Закончила она лишь под утро. Составила сопроводительное письмо и для начала присоединила к нему всего лишь несколько наиболее ярких отрывков из «Приказано – забыть». Полный текст романа, свой главный козырь, решила приберечь на тот случай, если ее писаниной кто-то заинтересуется.
Она отдавала себе отчет в том, что ее язык стал за эти годы суше, резче, точнее. Она больше не пыталась эпатировать, уверенно вычеркивала провокационные излияния и шокирующие «красивости». Все четче, жестче, безжалостнее, словно скальпелем по коже.

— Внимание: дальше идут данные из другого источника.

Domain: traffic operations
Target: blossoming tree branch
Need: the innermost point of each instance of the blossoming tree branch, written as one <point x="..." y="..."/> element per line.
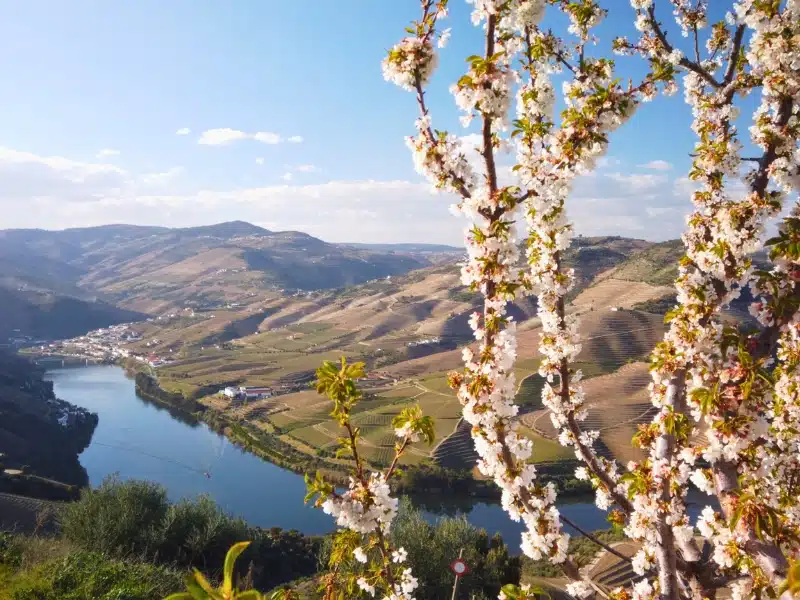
<point x="728" y="399"/>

Она сама не знала, зачем составляет это письмо. Ни на что не рассчитывала, ни к чему не стремилась. Просто попытка ухватиться хоть за что-то в расползающейся под пальцами жизни. К утру, когда от выкуренных сигарет уже щипало в горле, а глаза слезились от бессонной ночи, Рита быстро, пока не наступило отрезвление, разослала письма с отрывками романа по старым, запомнившимся еще из прошлой жизни электронным адресам. Издательства, редакции толстых журналов, литературные альманахи. Отправила одну из копий и Ирине Вячеславовне – вместо отредактированного романа, который обещала закончить на этой неделе. А потом, не раздеваясь, заползла наконец под одеяло, уронила тяжелую голову на подушку и провалилась в сон.
Артур маялся от скуки. Вообще у него было всего лишь два состояния: лихорадочная жизнелюбивая активность, когда он метался по квартире, требуя от Левки немедленно срываться и бежать в кино, на концерт, покупать Артуру новый пиджак, который он увидел в Интернете и понял, что жить без него не может, либо припадки злой вселенской тоски, накатывавшие вместе с отходняком от очередной дозы, когда он шатался по дому, цеплялся ко всему и закатывал омерзительные истерики. В такие дни Левка нянчился с ним как с больным ребенком, уламывал, уговаривал, умолял. Кажется, он совершенно не замечал отвратного характера своего нового увлечения. А если и замечал, относился к этому с умилением.